I need some help as I am following the detectron2 script and produced my own training script for this using the given components. I have some agriculture images. The issue is loss starts at 1.7 and be at 1.4 even after 500 epochs. What can be done for this


import sys
import os
import torch
sys.path.insert(0, os.path.abspath("./detectron2"))
from detectron2 import config, modeling
from detectron2.checkpoint import DetectionCheckpointer
from lightly.data import LightlyDataset
# from lightly.loss import SupConLoss
# from lightly.loss import NTXentLos
from lightly.loss import NTXentLoss
from lightly.models.modules import SimCLRProjectionHead
from lightly.transforms import SimCLRTransform

class SelectStage(torch.nn.Module):
    def __init__(self, stage: str = "res5"):
        super().__init__()
        self.stage = stage

    def forward(self, x):
        return x[self.stage]

class Detectron2LightlyTrainer:
    def __init__(self, data_path, cfg_path, device, batch_size, input_size, num_ftrs, max_epochs, lr, temperature):
        self.data_path = data_path
        self.cfg_path = cfg_path
        self.device = device
        self.batch_size = batch_size
        self.input_size = input_size
        self.num_ftrs = num_ftrs
        self.max_epochs = max_epochs
        self.lr = lr
        self.temperature = temperature

    def setup_model(self):
        cfg = config.get_cfg()
        cfg.merge_from_file(self.cfg_path)
        cfg.MODEL.DEVICE = self.device
        cfg.MODEL.WEIGHTS = ""
        cfg.INPUT.FORMAT = "RGB"
        self.model = modeling.build_model(cfg)
        self.simclr_backbone = torch.nn.Sequential(
            self.model.backbone.bottom_up,
            SelectStage("res5"),
            torch.nn.AdaptiveAvgPool2d(1)
        ).to(self.device)
        self.projection_head = torch.nn.Sequential(
            SimCLRProjectionHead(input_dim=self.num_ftrs, hidden_dim=self.num_ftrs*2, output_dim=128),
            torch.nn.BatchNorm1d(128)
        ).to(self.device)

    def setup_data_loader(self):
        transform = SimCLRTransform(input_size=self.input_size)
        dataset = LightlyDataset(input_dir=self.data_path, transform=transform)
        self.dataloader = torch.utils.data.DataLoader(
            dataset,
            batch_size=self.batch_size,
            shuffle=True,
            drop_last=True,
            num_workers=8
        )

    def train(self):
        self.setup_model()
        self.setup_data_loader()
        criterion =  NTXentLoss(temperature=self.temperature)
        optimizer = torch.optim.Adam(
            list(self.simclr_backbone.parameters()) + list(self.projection_head.parameters()),
            lr=self.lr
        )
        scheduler = torch.optim.lr_scheduler.ReduceLROnPlateau(optimizer, 'min', factor=0.5, patience=5, min_lr=1e-6)

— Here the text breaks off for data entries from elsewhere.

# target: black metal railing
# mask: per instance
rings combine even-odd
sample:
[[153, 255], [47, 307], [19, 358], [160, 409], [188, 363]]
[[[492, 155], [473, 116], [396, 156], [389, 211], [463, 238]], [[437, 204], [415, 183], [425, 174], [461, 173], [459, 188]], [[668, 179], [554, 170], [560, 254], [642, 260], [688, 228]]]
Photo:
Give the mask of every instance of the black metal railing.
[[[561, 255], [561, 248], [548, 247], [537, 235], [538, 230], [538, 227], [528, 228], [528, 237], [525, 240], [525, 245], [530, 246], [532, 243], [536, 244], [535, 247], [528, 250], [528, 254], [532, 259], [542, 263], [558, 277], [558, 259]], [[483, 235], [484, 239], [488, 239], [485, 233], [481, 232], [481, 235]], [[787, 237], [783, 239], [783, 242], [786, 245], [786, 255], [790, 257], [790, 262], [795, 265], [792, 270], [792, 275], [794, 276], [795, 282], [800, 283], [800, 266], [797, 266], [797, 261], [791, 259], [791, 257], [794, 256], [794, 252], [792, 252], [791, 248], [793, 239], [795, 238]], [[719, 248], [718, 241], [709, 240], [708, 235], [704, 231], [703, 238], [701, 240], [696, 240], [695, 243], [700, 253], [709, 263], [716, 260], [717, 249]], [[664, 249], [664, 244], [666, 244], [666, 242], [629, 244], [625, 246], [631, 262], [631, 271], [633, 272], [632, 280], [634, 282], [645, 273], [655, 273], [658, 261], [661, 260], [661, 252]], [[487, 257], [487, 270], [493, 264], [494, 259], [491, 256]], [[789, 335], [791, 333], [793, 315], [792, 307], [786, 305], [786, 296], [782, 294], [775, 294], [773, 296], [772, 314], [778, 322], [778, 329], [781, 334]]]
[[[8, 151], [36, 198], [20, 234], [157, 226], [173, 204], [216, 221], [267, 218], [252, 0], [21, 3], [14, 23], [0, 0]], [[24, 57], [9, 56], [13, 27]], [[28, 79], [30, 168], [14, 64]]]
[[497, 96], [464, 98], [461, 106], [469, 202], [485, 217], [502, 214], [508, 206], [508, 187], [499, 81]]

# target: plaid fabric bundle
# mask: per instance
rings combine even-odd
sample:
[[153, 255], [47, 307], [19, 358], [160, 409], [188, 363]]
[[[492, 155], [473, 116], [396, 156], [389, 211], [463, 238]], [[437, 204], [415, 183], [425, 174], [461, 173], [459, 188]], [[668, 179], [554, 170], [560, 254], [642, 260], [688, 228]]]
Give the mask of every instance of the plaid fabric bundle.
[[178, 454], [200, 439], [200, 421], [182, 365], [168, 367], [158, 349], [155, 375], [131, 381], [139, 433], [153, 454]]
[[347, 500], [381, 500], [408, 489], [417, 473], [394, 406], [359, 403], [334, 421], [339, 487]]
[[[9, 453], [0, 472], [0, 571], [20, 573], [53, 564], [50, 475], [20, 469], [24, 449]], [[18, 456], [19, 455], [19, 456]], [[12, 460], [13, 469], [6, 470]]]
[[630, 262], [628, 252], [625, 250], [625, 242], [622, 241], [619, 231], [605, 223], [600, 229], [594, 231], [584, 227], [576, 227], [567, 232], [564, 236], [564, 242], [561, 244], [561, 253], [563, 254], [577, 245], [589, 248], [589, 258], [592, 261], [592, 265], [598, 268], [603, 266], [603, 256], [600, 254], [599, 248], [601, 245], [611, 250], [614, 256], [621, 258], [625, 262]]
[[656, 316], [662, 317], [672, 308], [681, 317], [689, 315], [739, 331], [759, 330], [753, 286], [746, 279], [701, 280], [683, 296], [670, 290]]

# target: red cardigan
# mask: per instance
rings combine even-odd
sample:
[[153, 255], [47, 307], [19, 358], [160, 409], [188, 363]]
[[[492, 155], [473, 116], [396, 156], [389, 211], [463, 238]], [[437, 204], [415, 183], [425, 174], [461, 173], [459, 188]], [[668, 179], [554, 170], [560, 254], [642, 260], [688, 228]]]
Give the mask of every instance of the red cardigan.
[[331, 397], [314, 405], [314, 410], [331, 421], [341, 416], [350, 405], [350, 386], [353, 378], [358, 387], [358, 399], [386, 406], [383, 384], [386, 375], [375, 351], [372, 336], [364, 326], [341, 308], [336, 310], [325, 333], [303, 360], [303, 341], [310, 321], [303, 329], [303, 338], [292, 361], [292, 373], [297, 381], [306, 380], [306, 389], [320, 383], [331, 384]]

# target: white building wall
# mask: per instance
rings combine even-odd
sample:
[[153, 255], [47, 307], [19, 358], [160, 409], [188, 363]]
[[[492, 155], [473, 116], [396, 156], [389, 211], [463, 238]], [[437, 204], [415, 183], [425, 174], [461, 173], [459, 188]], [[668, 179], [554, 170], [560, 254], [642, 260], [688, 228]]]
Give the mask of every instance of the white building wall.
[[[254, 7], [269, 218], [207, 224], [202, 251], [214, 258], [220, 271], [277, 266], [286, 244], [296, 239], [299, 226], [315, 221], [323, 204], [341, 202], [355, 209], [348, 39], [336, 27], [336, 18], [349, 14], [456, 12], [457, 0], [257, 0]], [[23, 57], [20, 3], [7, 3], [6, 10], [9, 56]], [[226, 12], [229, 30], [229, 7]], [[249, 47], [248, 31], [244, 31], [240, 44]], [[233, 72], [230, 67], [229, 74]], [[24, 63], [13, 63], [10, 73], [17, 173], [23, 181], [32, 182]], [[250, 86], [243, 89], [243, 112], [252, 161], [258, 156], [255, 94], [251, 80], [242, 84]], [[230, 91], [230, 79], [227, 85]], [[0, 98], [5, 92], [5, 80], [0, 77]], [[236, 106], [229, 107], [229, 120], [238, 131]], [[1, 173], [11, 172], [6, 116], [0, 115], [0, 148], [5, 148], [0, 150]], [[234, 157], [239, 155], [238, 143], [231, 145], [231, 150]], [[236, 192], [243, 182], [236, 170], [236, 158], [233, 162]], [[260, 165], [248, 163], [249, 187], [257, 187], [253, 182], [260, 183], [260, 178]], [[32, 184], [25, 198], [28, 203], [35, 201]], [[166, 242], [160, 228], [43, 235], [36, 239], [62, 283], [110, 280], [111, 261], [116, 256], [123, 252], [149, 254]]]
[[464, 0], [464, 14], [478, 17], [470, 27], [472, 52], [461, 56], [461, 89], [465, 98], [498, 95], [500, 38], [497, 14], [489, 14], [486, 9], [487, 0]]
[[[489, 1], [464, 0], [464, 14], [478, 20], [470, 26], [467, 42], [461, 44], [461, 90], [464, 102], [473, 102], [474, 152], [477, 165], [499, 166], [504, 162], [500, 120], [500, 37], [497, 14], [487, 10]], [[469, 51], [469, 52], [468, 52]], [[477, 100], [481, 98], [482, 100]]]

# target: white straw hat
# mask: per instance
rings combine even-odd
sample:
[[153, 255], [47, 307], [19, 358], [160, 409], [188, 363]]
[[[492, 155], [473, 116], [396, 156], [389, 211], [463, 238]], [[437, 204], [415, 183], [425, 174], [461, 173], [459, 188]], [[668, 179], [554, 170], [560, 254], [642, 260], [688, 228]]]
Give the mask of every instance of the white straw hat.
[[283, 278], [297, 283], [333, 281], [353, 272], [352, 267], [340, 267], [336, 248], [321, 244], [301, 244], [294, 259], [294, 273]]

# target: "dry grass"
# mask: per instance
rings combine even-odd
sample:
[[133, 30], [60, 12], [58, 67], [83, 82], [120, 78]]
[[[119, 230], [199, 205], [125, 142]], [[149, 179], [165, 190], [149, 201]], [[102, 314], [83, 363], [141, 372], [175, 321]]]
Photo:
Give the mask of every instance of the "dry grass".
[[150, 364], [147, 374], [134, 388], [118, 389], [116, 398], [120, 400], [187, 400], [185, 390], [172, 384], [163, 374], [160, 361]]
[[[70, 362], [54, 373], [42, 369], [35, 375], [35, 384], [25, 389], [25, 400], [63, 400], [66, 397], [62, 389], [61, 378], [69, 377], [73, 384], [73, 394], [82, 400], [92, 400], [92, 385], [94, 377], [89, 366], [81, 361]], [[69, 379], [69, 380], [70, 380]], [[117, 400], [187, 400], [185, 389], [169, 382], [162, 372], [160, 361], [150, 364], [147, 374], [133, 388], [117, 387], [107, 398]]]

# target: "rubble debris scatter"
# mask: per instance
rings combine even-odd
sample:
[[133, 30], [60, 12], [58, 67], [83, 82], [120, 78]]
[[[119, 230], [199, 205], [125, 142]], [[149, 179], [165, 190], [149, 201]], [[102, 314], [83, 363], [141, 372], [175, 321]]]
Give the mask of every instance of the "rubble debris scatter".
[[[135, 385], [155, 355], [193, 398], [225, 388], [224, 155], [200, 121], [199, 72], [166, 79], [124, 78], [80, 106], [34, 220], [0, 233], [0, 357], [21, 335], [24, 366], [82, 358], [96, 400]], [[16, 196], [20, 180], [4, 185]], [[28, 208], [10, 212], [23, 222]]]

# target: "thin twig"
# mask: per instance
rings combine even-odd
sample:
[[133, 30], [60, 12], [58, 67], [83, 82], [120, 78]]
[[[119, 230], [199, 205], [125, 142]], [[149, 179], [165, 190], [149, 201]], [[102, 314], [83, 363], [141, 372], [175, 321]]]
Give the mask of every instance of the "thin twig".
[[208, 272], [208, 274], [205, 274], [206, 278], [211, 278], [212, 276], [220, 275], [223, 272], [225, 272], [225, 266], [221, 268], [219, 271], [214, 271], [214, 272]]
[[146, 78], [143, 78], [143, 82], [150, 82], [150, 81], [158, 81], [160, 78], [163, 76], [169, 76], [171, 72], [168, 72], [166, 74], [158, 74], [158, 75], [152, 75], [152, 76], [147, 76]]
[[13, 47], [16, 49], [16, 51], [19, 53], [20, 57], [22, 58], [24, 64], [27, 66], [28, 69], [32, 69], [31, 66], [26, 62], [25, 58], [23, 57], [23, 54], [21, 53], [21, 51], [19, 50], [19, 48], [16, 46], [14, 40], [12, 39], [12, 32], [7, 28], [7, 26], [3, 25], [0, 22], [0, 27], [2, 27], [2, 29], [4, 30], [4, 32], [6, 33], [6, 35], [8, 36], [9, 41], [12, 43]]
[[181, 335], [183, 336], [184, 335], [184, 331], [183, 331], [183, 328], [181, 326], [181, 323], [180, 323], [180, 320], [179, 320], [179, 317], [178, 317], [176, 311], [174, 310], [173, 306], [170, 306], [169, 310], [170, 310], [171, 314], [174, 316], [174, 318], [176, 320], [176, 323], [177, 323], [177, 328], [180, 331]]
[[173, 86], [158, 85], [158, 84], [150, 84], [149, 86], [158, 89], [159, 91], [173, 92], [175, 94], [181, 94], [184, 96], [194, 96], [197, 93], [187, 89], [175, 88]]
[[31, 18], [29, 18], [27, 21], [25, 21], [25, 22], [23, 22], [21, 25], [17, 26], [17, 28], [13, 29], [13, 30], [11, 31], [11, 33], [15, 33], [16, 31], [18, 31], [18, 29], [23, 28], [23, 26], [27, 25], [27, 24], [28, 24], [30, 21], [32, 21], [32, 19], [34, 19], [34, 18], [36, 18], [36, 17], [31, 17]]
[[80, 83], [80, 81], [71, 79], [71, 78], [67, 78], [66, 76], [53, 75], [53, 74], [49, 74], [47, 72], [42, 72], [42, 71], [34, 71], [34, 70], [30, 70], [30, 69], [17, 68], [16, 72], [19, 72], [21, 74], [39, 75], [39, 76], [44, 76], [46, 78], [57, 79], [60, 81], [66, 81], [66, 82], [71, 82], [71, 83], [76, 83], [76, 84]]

        for e in range(self.max_epochs):
            mean_loss = 0.0
            for (x0, x1), _, _ in self.dataloader:
                x0, x1 = x0.to(self.device), x1.to(self.device)
                y0 = self.projection_head(self.simclr_backbone(x0).flatten(start_dim=1))
                y1 = self.projection_head(self.simclr_backbone(x1).flatten(start_dim=1))
                loss = criterion(y0, y1)
                loss.backward()
                optimizer.step()
                optimizer.zero_grad()
                mean_loss += loss.detach().cpu().item() / len(self.dataloader)
            scheduler.step(mean_loss)
            print(f"[Epoch {e:2d}] Mean Loss = {mean_loss:.4f}")

    def save_model(self):
        self.model.backbone.bottom_up = self.simclr_backbone[0]
        checkpointer = DetectionCheckpointer(self.model, save_dir="./")
        checkpointer.save("my_model")

if __name__ == '__main__':
    trainer = Detectron2LightlyTrainer(
        data_path = "/home/biosense/Documents/Rana/Ronit/Yolo-Train_dup/semi",
        cfg_path = "/home/biosense/Documents/Rana/Ronit/Self-Supervised/detectron2-multiband/configs/Base-RCNN-FPN.yaml",
        device="cuda" if torch.cuda.is_available() else "cpu",
        batch_size = 4 ,
        input_size = 600,
        num_ftrs  = 2048,
        max_epochs = 100, 
        lr =  1e-4,
        temperature=0.5

        )

    trainer.train()
    trainer.save_model()
guarin commented 1 month ago

Looking at your script you should first try to increase the batch size. SimCLR works best with large batch sizes. I would also suggest to reduce temperature to 0.1.

ronit450 commented 1 month ago

tried, I have 1500 unlabeled images, I tried with 64 batch size, let me reduce temperature to 0.1

guarin commented 4 days ago

I'll close this issue for now, feel free to reopen if you have more questions :)